Chl-a concentrations’ seasonal cycles of variable amplitude were found; in Figure 3a, Chl-a peaks typically range from 0.15 to 0.35 mg/m3 in winter-spring. This order of magnitude was similar to that of Rumyantseva et al. [18]. When the Chl-a concentration first reaches 0.15 mg/m3, the bloom starts each year and can last for up to 24 days. The variations of Chl-a south of the Kuroshio current to the south of Shikoku (Figures 1 and 3), at a water depth of 800 m, clearly display seasonal cycles of blooms (>0.15 mg/m3) from September 2018 to May 2019, with high Chl-a in winter and spring. The peak (i.e., blooming in winter and spring) of Chl-a (Figure 3c) typically appears in December–May. There were seasonal variations evident in the magnitude of Chl-a concentration. The phytoplankton bloom (Chl-a >0.15 mg/m3) first appeared at the end of December; that is, one month after the initial increase in surface Chl-a (caused by the erosion of the deep chlorophyll maximum) and the bloom decayed in April–May. During the period before the coming of winter, S (Chl-a) and I (Chl-a) were approximately 0.05 mg/m3 and 9 mg/m2, respectively (Figure 3c), and then increased gradually to 0.3 mg/m3 and 27 mg/m2, respectively, with the mixed layer deepening in winter-spring. Compared with the average of Chl-a and Zmixed (0.13 mg/m3 and 105 m), higher (lower) Chl-a generally correspond to a deeper (shallower) mixed layer. Notably, Chl-a in May was lower than before the winter-spring blooms.
Figure 32. The variations of (a) Chl-a concentration (mg/m3) and (b) temperature, overlaid lines represent mixed layer depth (MLD; ± std; black) and daily euphotic depth (ED; red), (c) Bio-Argo mean surface Chl-a concentration, calculated as an average value between 0 and 20 m (blue), Bio-Argo integrated Chl-a inventory (red), (d) daily wind stress, (e) surface photosynthetic available radiation (PAR), and (f) net heat flux.
The mixed layer gradually deepened from the end of September until mid-February, and then became deeper than Zeu and remained consistent, until a rapid transition to the shallow seasonal stratification was observed at the end of March (Figure 3a).

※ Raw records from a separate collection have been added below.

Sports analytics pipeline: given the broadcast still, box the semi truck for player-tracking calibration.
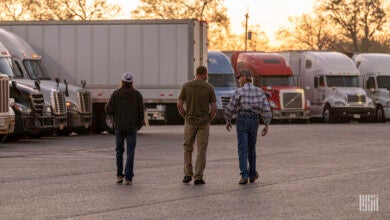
[232,52,310,122]
[0,43,53,139]
[0,73,15,142]
[354,53,390,122]
[207,51,237,121]
[0,29,92,135]
[281,51,375,122]
[0,19,207,131]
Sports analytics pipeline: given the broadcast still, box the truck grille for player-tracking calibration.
[51,91,66,115]
[31,93,45,115]
[348,95,366,103]
[221,96,230,109]
[282,92,303,109]
[0,76,9,113]
[78,91,92,113]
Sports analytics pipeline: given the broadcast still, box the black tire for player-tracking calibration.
[323,105,335,123]
[375,105,386,123]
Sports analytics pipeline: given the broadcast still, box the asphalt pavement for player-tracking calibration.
[0,123,390,220]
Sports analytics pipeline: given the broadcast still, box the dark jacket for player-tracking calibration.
[105,88,144,131]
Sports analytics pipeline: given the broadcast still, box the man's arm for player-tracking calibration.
[210,102,217,121]
[177,99,186,118]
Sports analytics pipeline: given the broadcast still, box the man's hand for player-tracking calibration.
[226,122,232,131]
[261,125,268,136]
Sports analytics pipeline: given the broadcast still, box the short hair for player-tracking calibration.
[196,66,207,75]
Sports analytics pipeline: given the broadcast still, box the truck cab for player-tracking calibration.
[207,51,237,120]
[0,43,53,139]
[354,53,390,122]
[0,73,15,142]
[0,29,92,135]
[300,51,375,122]
[236,52,310,121]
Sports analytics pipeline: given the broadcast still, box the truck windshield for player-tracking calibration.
[208,74,237,87]
[326,76,359,87]
[377,76,390,90]
[0,57,23,78]
[254,76,295,87]
[23,60,50,80]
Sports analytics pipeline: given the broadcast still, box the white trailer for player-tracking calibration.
[281,51,375,122]
[0,19,207,131]
[354,53,390,122]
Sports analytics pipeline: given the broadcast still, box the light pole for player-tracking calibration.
[245,12,249,51]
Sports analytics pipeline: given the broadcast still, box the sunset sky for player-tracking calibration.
[111,0,315,44]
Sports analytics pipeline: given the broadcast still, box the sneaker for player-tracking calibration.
[238,178,248,185]
[116,175,124,184]
[249,171,259,183]
[183,176,192,183]
[194,179,206,185]
[125,178,133,185]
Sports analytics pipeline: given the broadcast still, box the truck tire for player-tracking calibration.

During this blooming period, a lower SST (Sea Surface Temperature) coincided with the bloom, Zeu, and PAR reduced slightly, and the surface net heat flux was mainly negative (Figure 3b,e,f). Surface wind stress was stronger in winter and early spring, and generally positive trends of S (Chl-a) and I (Chl-a) were present at that time, which is consistent with gradually increasing surface heat flux and PAR (Figure 3c,e,f) [18].